Well it was nice but he def wasn't the guy!
_Posted via Mobile Device_


----------



## Paradise (Dec 16, 2011)

KU Rose, I remember just starting to date. It was scary, kind of fun at times, but awkward at others. I really didn't understand who I was at the time. Now I'm really solid with myself but am kind of choosing not to date. Kind of strange. 

I have a feeling you live too far from me but if you were close I'd take you out!!! Judging by your name I'm not sure we'd get along though!!!!!


----------



## Freak On a Leash (Feb 19, 2010)

Paradise said:


> Judging by your name I'm not sure we'd get along though!!!!!


I'm not getting that? What does "KU" stand for anyway? :scratchhead: 

So, he might not be "The One" but did you have a good time? That's what counts!


----------



## swetecynamome (Feb 15, 2013)

It didn't work out but you are in the game and still in the game I'm assuming. That counts for a lot.


----------



## Paradise (Dec 16, 2011)

Freak On a Leash said:


> I'm not getting that? What does "KU" stand for anyway? :scratchhead:
> 
> So, he might not be "The One" but did you have a good time? That's what counts!


Well, teaches me to post after a bottle of wine!!!! :rofl:

I know what I meant but that's ok. We all think people can read minds when we're a bit tipsy!!!


----------



## mrstj4sho88 (Sep 5, 2012)

*I wish you luck with your dating.* :smthumbup::smthumbup:


----------



## mrstj4sho88 (Sep 5, 2012)

Paradise said:


> Well, teaches me to post after a bottle of wine!!!! :rofl:
> 
> I know what I meant but that's ok. We all think people can read minds when we're a bit tipsy!!!



*What is the name of that wine? :rofl:*


----------



## NoWhere (Oct 2, 2012)

ku1980rose said:


> Well it was nice but he def wasn't the guy!
> _Posted via Mobile Device_


Well as long as you go out and have some fun that's all that matters. Plus think of it as dating experience. The more people you meet the better you will get at it. You will find that special someone someday and in the meantime have fun just meeting people and going out.


----------



## ku1980rose (Sep 7, 2010)

Yeah, it was ok. It was difficult to have a conversation with him, though. He didn't talk much and then interrupted me when I was saying something.

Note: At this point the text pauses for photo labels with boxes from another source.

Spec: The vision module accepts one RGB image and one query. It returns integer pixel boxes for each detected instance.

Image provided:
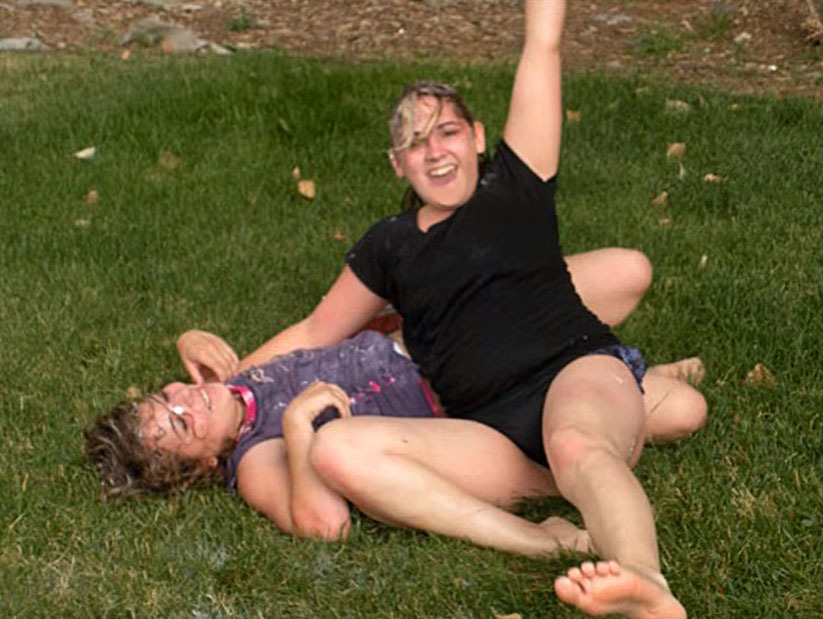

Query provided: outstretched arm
[239,266,386,371]
[503,0,566,180]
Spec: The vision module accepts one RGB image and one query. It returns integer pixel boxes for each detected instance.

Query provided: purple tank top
[226,331,435,491]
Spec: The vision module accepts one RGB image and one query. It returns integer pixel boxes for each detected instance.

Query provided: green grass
[0,53,823,617]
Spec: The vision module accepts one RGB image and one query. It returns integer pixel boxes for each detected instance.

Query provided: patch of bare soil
[0,0,823,98]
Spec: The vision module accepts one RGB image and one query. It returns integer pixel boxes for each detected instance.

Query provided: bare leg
[643,357,707,443]
[554,561,686,619]
[311,416,590,556]
[364,247,652,340]
[543,356,685,617]
[564,247,652,326]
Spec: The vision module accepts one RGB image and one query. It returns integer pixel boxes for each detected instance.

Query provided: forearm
[503,0,566,180]
[524,0,566,53]
[283,416,349,540]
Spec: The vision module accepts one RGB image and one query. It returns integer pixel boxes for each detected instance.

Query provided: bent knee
[617,249,654,298]
[309,422,370,492]
[678,389,708,436]
[546,428,636,494]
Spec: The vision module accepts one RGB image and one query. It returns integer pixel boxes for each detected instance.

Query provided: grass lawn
[0,53,823,618]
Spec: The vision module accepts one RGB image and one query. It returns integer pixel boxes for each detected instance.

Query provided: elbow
[292,505,351,542]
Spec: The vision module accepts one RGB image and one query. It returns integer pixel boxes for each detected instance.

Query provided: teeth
[429,165,455,176]
[200,389,211,410]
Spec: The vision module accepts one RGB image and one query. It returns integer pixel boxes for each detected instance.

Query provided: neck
[231,393,246,440]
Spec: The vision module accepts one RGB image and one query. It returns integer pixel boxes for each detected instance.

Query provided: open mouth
[198,388,211,410]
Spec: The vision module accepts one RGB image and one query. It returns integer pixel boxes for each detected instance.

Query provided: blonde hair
[389,81,474,152]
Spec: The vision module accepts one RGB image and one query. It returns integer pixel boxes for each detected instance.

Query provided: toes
[580,561,597,578]
[566,564,585,582]
[554,576,583,605]
[595,561,612,576]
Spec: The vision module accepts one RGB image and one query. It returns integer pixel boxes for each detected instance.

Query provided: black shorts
[454,344,646,466]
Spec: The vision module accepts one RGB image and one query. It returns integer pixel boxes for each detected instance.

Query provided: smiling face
[391,95,486,209]
[139,383,244,467]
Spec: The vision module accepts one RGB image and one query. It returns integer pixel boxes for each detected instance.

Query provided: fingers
[284,381,351,421]
[177,329,239,384]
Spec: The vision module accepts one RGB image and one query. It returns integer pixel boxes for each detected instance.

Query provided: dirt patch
[0,0,823,98]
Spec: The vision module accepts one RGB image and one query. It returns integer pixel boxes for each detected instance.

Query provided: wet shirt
[226,331,434,490]
[346,142,617,416]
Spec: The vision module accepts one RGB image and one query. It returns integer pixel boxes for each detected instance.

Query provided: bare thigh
[317,416,558,507]
[543,355,645,468]
[564,247,652,326]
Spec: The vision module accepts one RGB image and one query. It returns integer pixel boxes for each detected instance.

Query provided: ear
[389,149,406,178]
[474,120,486,155]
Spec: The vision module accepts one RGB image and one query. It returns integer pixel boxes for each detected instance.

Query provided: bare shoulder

I think he thought it went well, but I'm not really interested in a second date and will tell him that when he asks. But, it was nice to get out.


----------



## NoWhere (Oct 2, 2012)

Well better luck next time. Sometimes you just won't hit it off, but when you do it will take no real effort to do so on either part. You will know when that happens.

after talking to a bunch of people I finally broke down and met someone Friday. We hit it off pretty good and that's all I will say. Lets just say I should know better then what I allowed to happen, but I'm still seeing her.


----------



## Homemaker_Numero_Uno (Jan 18, 2011)

I still can't figure out what KU stands for. 
I am soooooo clueless.


----------



## EnjoliWoman (Jul 2, 2012)

Kentucky University? Kansas University?


----------



## Homemaker_Numero_Uno (Jan 18, 2011)

EnjoliWoman said:


> Kentucky University? Kansas University?


Your guess is as good as mine.
Someone seemed sheepish that they hadn't 'got it' so I am sure it's the case that I am absolutely clueless and will amazed when I find out. Especially if it's obvious.


----------



## COGypsy (Aug 12, 2010)

KU is the University of Kansas. Miss Rose is a Jayhawk, but we love her anyway 




At least when it's not football season!!


----------



## Freak On a Leash (Feb 19, 2010)

I was thinking Kentucky. Ah, well I can believe that she lives in the middle of nowhere. I drove though Kansas once...Not much there.


----------



## Paradise (Dec 16, 2011)

Yep...Those chicken hawks are the worst kind! 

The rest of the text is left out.